A new University of Utah initiative aims to speed the process of bringing lifesaving medical discoveries made in UofU laboratories to new drugs and therapies for patients.

The University of Utah Therapeutics Accelerator Hub, also known as U2TAH or the Accelerator, will provide resources and expertise to researchers to support the process of translating research discoveries into innovative clinical applications.

The Accelerator is the result of a partnership among the university’s Huntsman Cancer Institute (HCI), College of Pharmacy and the Partners for Innovation, Ventures, Outreach & Technology (PIVOT) Center. It will be operated by the PIVOT Center, providing the resources needed to develop university-based therapeutic technologies and bring them into the clinic.

“Utah is a world leader in medical research discoveries that make a major difference in the lives of patients,” said Mary Beckerle, CEO of HCI. “Utah has incredible assets in terms of scientific expertise and a commitment to improving human health. With this new Accelerator, we will advance progress in the translation of scientific discoveries into lifesaving medical treatments.”

The Accelerator seeks to remove hurdles that often hinder the process of translating laboratory discoveries into new drugs for patients. Federal government and private industry research often supports discovery research done in a lab and clinical research that tests whether new medicines effectively treat patients. However, between the discovery research and clinical research phases, a process called preclinical development must occur, wherein drug candidates are refined and tested for safety.

Relatively little funding exists to support the process of preclinical development, so at many universities, promising new drug candidates languish after discovery and are never advanced to human testing. The Accelerator will work to provide the vital preclinical development expertise to help bridge the gap between laboratory discoveries and clinical research.

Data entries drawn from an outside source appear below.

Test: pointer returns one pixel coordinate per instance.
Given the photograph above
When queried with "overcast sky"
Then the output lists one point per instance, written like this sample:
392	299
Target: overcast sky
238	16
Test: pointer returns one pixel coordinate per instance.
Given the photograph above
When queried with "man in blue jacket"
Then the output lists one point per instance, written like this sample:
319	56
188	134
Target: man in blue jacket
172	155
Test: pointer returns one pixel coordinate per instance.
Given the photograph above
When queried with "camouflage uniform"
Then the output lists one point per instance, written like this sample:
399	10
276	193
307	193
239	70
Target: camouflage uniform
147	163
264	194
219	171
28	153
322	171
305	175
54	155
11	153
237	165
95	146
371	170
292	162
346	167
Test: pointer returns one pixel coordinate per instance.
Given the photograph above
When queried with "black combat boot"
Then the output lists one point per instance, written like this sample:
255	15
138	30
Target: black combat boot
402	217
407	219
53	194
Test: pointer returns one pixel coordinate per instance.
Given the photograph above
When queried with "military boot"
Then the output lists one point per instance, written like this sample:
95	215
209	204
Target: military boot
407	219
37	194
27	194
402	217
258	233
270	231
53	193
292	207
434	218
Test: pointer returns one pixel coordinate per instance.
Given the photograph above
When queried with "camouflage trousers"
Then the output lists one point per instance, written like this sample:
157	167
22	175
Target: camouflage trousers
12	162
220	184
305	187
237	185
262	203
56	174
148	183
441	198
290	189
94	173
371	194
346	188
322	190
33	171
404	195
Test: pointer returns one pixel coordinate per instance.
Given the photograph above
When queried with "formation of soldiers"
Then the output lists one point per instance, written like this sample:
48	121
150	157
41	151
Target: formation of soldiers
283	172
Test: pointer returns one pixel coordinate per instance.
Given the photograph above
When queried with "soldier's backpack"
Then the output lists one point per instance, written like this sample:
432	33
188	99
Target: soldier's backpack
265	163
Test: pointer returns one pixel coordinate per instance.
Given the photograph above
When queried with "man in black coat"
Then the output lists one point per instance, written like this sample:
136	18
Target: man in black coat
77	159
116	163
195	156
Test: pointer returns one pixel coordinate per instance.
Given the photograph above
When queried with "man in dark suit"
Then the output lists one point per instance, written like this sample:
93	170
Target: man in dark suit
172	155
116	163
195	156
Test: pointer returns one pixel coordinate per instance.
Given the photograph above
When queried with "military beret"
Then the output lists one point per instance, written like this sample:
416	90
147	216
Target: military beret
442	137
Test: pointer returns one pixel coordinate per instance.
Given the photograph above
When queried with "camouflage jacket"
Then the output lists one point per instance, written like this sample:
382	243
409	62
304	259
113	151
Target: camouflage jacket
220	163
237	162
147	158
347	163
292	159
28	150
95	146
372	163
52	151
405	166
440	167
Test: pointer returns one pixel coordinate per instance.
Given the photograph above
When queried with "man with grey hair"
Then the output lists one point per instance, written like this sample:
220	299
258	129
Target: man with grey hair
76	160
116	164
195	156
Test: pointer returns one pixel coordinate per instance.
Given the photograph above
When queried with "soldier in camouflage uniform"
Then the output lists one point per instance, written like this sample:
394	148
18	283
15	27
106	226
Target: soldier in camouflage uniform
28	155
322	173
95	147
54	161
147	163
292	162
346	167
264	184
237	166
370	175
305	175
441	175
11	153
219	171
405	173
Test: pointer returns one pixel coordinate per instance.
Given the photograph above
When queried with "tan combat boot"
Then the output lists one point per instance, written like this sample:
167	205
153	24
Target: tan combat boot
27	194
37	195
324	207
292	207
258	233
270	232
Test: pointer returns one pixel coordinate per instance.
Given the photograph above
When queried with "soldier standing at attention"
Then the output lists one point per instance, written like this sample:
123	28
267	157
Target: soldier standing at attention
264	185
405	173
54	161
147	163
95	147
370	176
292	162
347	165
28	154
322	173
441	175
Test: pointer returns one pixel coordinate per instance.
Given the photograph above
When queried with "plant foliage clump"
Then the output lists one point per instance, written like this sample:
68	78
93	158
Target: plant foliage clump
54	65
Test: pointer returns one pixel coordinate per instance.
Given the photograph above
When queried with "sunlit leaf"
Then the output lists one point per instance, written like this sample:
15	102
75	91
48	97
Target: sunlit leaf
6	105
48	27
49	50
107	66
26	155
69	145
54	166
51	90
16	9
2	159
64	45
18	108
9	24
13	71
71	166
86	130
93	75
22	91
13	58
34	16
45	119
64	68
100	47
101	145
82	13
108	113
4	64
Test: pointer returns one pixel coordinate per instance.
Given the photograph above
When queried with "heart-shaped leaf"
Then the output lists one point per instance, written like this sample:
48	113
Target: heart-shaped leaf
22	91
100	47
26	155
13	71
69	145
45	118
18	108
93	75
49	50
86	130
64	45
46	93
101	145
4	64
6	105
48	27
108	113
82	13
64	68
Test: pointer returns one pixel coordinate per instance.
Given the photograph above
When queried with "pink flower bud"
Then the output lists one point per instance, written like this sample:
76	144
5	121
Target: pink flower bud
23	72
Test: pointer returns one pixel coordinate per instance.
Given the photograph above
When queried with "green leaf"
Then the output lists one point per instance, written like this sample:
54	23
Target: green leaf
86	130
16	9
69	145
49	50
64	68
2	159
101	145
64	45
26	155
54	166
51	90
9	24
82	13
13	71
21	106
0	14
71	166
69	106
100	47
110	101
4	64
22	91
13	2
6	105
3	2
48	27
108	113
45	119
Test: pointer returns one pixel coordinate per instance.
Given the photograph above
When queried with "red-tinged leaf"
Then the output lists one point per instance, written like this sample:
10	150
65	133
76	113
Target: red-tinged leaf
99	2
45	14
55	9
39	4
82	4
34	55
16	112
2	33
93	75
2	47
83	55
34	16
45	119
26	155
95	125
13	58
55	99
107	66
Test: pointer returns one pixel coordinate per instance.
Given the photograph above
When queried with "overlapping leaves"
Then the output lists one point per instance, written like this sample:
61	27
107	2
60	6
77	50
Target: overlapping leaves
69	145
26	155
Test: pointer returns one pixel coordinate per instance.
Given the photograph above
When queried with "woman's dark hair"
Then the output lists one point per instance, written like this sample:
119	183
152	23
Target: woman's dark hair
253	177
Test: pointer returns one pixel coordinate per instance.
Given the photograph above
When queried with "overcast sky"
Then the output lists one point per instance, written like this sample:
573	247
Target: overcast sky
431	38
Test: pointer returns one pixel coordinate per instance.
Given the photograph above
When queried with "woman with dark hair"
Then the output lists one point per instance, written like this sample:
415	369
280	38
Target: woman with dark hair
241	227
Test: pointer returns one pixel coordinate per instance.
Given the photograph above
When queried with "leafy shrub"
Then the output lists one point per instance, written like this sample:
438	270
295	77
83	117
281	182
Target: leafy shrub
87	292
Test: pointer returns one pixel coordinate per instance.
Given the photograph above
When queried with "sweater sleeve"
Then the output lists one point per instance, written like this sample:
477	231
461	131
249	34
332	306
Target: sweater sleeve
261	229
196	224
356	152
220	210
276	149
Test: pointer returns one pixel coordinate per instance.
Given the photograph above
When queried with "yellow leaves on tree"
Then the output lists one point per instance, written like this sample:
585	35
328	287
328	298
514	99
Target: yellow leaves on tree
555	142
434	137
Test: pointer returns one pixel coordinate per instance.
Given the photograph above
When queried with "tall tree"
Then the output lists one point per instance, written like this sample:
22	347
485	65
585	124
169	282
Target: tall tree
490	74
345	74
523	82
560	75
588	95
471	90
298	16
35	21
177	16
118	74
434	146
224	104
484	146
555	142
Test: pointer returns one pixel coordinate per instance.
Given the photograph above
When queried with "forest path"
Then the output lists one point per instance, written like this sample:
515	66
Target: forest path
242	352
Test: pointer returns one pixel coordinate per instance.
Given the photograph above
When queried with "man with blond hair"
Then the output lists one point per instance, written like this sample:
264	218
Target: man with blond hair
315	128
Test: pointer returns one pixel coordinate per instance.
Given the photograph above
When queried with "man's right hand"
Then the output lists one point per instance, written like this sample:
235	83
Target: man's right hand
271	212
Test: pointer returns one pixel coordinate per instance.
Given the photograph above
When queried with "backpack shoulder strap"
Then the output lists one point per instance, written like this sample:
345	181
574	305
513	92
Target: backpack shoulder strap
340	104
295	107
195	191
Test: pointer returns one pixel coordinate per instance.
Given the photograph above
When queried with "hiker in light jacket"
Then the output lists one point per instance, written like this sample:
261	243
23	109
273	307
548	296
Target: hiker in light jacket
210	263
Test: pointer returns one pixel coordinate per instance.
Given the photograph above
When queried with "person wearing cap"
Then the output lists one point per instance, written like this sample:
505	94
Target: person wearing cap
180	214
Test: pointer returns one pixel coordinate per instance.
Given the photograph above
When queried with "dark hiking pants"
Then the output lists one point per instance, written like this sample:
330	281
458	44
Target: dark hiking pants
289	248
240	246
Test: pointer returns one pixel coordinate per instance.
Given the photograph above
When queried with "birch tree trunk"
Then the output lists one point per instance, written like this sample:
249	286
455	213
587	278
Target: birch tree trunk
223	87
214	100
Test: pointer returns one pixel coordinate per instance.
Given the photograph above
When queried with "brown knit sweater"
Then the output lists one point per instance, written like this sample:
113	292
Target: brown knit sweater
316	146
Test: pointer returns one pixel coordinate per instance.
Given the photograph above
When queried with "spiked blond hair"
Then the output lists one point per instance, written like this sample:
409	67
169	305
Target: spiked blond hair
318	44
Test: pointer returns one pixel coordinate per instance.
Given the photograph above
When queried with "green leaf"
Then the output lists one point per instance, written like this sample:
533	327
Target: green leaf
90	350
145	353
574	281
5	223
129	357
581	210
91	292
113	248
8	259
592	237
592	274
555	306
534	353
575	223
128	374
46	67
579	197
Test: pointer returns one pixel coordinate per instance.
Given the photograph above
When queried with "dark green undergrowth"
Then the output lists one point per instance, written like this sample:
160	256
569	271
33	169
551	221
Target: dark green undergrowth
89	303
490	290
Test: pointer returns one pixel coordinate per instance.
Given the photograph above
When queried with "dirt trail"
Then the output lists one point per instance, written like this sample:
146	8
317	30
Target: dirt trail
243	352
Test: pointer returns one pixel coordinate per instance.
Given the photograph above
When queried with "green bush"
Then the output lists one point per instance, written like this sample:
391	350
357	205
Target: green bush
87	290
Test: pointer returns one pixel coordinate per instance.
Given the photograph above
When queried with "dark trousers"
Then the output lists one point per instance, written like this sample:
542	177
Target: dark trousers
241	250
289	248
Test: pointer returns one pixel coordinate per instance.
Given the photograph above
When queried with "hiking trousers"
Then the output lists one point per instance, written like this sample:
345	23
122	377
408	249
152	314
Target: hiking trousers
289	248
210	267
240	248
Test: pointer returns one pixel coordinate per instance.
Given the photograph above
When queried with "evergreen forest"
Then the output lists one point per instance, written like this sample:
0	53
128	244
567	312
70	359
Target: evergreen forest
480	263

The Accelerator will start with a $22.5 million investment from HCI and the College of Pharmacy. The Accelerator will link UofU scientists with internal and external resources and expertise to assist their work in order to speed the process of bringing new lifesaving drugs to patients. The PIVOT Center will manage the process of bringing new discoveries to market through partnerships, licensing, start-up companies and other strategic efforts.

Although cancer treatments are expected to be of great interest to the Accelerator, all disease areas are eligible for support through this endeavor.

“Utah has an impressive tradition of innovation and fundamental discovery in biomedical research,” said Randall Peterson, dean of the College of Pharmacy. “The establishment of U2TAH will ensure that more of these innovative discoveries receive the attention and resources needed to transform them into lifesaving medicines.”

The Accelerator will begin its work immediately.

David Bearss will lead the Accelerator as senior managing director, and an external advisory board led by industry experts will be established in the coming weeks.

During his career, Bearss has managed research teams to bring 16 new drugs to clinical-stage testing, several of which went on to become approved drugs. Bearss has held multiple roles in pharmaceutical development, including as co-founder and CEO of Tolero Pharmaceuticals and SuperGen, and as chief scientific officer and global head of research of Sumitomo Dainippon Pharma Oncology.

Bearss previously served as co-director of the Center for Investigational Therapeutics at HCI, associate professor of oncological sciences at the University of Utah, and associate professor of physiology and developmental biology at Brigham Young University. Bearss has more than 50 patents issued or pending.

“The commitment to establish and invest in the Accelerator demonstrates how the U is building on its legacy of therapeutic discovery and research to focus on driving translational medical breakthroughs,” said Andrew Weyrich, vice president for research at the UofU. “Through these efforts, the U is making a deep cross-campus commitment to bridge discoveries into life-changing treatments for patients.”